Su forma de ser podría denominarse como actitud. Eso se llama dar argumentos y, al tiempo, granjearse una fama de díscolo que no le gusta nada a la industria. Pero Quique González prefiere saltárselo a la torera. Él compone y graba. El sistema de promoción casi controlado por las multinacionales le ningunea. Resulta prácticamente imposible escucharle en una radio o en una televisión. Pero él pasa. Hace su maleta, coge su guitarra y se sube a un avión que le lleva a Nashville (Tennessee, Estados Unidos), esa ciudad que para muchos representa la catedral de la música popular. Y se convierte, prácticamente, en uno de los primeros artistas españoles capaces de hacerles un corte de mangas a los poderosos trabajando con unos músicos más que poderosos.
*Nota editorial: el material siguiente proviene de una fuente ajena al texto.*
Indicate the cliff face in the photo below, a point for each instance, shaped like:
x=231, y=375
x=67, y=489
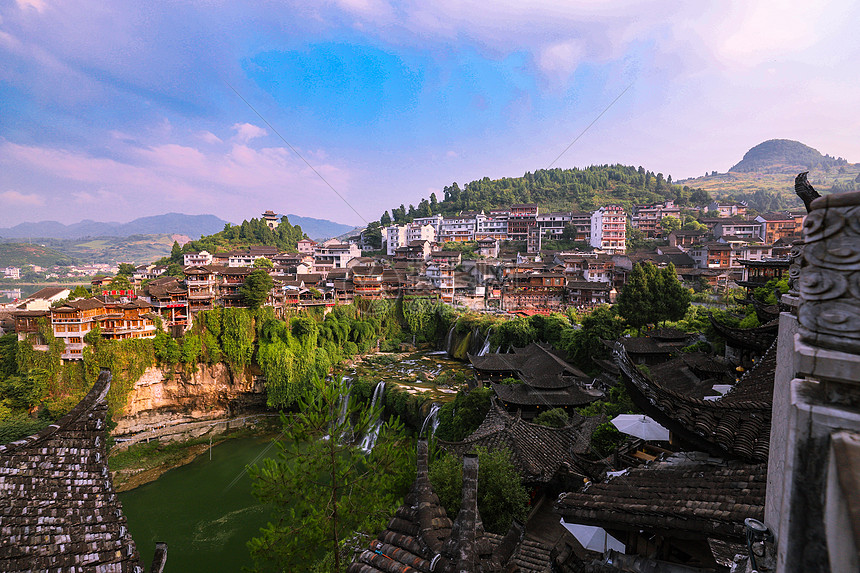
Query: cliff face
x=162, y=397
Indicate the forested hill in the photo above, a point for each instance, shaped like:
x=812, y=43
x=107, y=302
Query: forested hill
x=253, y=232
x=785, y=156
x=556, y=190
x=764, y=178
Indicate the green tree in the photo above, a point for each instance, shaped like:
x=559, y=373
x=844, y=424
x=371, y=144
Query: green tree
x=120, y=282
x=79, y=292
x=176, y=254
x=461, y=417
x=501, y=495
x=256, y=288
x=175, y=270
x=669, y=224
x=635, y=302
x=555, y=418
x=585, y=345
x=673, y=296
x=321, y=488
x=652, y=295
x=126, y=269
x=693, y=225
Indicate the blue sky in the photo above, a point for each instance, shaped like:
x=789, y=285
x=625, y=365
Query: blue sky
x=115, y=110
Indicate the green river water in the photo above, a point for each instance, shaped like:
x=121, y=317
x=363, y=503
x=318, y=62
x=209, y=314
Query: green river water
x=204, y=510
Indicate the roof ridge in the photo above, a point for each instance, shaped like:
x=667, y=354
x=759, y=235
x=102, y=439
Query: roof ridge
x=96, y=394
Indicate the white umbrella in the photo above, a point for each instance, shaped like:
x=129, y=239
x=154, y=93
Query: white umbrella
x=593, y=538
x=640, y=426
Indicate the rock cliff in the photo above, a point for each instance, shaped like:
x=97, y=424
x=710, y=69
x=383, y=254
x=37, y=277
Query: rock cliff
x=166, y=397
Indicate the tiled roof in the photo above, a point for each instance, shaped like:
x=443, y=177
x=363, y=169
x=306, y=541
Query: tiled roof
x=524, y=395
x=538, y=452
x=759, y=338
x=739, y=429
x=697, y=498
x=757, y=383
x=47, y=292
x=59, y=510
x=80, y=304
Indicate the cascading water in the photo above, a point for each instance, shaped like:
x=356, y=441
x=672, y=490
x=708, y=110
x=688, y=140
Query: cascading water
x=344, y=402
x=485, y=348
x=450, y=338
x=372, y=434
x=432, y=420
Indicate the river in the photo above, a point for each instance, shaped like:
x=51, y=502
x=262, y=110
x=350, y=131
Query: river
x=204, y=510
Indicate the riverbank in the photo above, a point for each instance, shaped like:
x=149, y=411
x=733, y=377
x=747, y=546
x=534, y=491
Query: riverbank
x=145, y=462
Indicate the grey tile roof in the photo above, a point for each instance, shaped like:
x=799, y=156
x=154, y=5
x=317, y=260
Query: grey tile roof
x=705, y=499
x=538, y=452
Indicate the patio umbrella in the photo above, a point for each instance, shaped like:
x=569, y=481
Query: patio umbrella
x=593, y=538
x=640, y=426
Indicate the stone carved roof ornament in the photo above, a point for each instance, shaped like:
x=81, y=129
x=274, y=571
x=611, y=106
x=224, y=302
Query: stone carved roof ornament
x=829, y=285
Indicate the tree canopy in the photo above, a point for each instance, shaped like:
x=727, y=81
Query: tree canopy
x=652, y=295
x=501, y=495
x=256, y=288
x=321, y=488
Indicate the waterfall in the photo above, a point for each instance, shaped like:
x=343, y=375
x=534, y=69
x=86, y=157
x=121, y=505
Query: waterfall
x=372, y=434
x=344, y=402
x=432, y=419
x=450, y=338
x=485, y=349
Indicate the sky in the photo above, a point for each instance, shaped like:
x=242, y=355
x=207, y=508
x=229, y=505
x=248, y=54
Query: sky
x=341, y=109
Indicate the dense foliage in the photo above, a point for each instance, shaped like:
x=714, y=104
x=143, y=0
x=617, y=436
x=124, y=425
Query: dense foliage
x=461, y=417
x=254, y=232
x=652, y=295
x=556, y=190
x=321, y=488
x=785, y=154
x=501, y=495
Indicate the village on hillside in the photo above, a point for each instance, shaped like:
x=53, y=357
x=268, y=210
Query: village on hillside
x=704, y=475
x=426, y=257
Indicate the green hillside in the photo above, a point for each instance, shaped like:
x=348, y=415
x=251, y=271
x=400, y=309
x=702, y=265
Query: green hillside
x=23, y=254
x=765, y=176
x=49, y=252
x=557, y=190
x=787, y=157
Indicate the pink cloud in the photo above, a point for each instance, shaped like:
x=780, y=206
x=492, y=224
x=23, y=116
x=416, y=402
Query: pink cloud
x=245, y=132
x=21, y=199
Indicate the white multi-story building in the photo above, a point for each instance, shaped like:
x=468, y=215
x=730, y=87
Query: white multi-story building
x=197, y=259
x=419, y=232
x=434, y=220
x=553, y=223
x=493, y=225
x=609, y=229
x=333, y=255
x=460, y=228
x=395, y=237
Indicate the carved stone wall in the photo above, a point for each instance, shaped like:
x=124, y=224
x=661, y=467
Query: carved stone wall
x=829, y=283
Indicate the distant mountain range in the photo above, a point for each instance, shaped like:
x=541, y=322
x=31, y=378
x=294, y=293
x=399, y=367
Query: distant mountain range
x=785, y=156
x=764, y=178
x=193, y=226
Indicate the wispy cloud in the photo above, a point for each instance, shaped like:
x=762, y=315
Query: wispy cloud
x=16, y=198
x=245, y=132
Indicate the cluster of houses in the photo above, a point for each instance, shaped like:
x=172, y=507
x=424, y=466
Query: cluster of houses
x=603, y=229
x=746, y=252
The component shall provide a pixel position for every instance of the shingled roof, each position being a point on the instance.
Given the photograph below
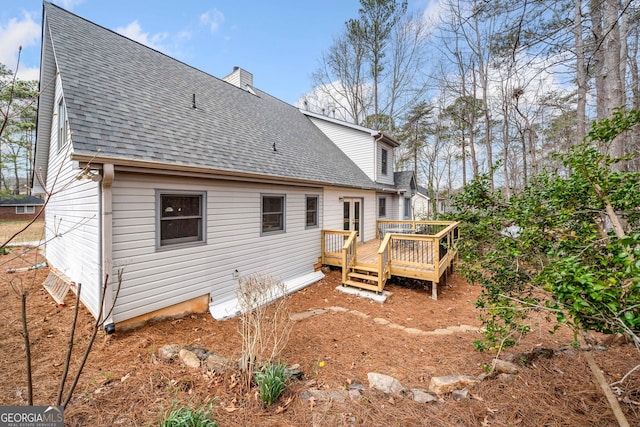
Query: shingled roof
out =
(128, 102)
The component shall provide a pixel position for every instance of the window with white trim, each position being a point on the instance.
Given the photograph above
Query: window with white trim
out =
(382, 207)
(180, 218)
(62, 124)
(312, 211)
(25, 210)
(384, 161)
(273, 210)
(407, 207)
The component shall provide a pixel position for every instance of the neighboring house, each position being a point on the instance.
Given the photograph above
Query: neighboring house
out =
(422, 206)
(20, 208)
(373, 152)
(185, 181)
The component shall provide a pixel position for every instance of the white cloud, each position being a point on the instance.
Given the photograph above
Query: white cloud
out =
(135, 32)
(18, 32)
(213, 19)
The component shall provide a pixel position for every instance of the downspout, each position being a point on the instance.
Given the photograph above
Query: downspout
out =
(107, 243)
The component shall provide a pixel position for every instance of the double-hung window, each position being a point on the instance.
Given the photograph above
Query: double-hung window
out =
(382, 207)
(180, 218)
(273, 211)
(384, 161)
(62, 124)
(312, 211)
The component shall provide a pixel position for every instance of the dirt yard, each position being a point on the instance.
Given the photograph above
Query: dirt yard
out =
(124, 382)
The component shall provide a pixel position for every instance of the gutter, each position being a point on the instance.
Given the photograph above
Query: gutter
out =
(107, 246)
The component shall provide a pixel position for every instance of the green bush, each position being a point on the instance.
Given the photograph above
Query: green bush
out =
(188, 417)
(271, 380)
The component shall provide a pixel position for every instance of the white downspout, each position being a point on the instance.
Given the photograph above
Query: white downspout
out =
(107, 244)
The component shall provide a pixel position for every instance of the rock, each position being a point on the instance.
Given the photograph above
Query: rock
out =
(461, 395)
(422, 396)
(168, 352)
(504, 367)
(443, 385)
(323, 395)
(189, 359)
(384, 383)
(198, 350)
(218, 364)
(506, 377)
(355, 394)
(307, 314)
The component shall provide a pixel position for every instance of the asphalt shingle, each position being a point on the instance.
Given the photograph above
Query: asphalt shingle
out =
(128, 101)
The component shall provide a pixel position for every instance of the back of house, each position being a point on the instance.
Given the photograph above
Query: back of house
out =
(184, 182)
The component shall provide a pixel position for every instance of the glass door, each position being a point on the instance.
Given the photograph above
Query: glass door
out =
(352, 213)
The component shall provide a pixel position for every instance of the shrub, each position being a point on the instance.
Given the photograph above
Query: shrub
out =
(271, 380)
(188, 417)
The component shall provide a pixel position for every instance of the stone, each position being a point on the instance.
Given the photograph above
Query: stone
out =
(323, 395)
(355, 394)
(504, 367)
(422, 396)
(198, 350)
(384, 383)
(446, 384)
(168, 352)
(461, 395)
(189, 359)
(218, 364)
(307, 314)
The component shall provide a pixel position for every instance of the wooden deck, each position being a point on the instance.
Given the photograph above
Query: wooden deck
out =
(403, 249)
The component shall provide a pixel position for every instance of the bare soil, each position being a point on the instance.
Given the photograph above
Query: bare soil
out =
(124, 383)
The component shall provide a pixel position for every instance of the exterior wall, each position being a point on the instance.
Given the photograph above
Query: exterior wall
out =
(157, 278)
(333, 210)
(391, 161)
(8, 213)
(72, 221)
(358, 145)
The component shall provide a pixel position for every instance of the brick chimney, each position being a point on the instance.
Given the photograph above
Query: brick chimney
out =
(240, 78)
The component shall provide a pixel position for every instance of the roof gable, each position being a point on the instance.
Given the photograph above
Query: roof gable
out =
(127, 101)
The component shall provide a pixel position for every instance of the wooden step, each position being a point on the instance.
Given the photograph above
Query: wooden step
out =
(362, 276)
(360, 267)
(361, 285)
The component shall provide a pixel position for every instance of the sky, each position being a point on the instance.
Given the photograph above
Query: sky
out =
(279, 41)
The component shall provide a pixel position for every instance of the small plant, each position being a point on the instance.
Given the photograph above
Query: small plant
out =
(271, 380)
(188, 417)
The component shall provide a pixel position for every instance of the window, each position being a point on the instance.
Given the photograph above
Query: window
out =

Y con la mayor independencia que ha podido conseguir. "El disco me ha costado 19.000 pavos. Es el trabajo más barato que me ha salido en mi vida y encima con una gente alucinante. Es menos que el presupuesto que tenía para grabar mi disco anterior. He ganado dinero el año pasado tocando y lo he reinvertido en esto. Me parece de justicia para la gente que lo escucha. No voy a forrarme con Daiquiri blues, a estas alturas estaría loco. Pero es la forma de volver a ponerme en marcha. De volver a salir de gira".
Allí, a pocos kilómetros de la casa en la que vivió Elvis, se alió con el productor Brad Jones y con músicos que antes de atacar sus canciones habían colaborado, entre otros, con Bob Dylan, Emmylou Harris, The Rolling Stones, Randy Newman o Gram Parsons. Y le salieron 13 canciones que parece ser han corrido como la pólvora entre el público cómplice con el artista. Su mejor promoción en este momento consiste en gritar a los cuatro vientos que agotó todo el papel meses antes de que ese Daiquiri se presente en la Riviera de Madrid el próximo día 19. Su tarjeta de visita no puede ser más transparente: una colección de canciones que muchos consideran ya su mejor trabajo. El más pulido y el más suave. Tal vez sea por Nashville. Tal vez, por Madrid. Eso da igual. Junto a la casa de Quique González, las vacas seguirán rumiando.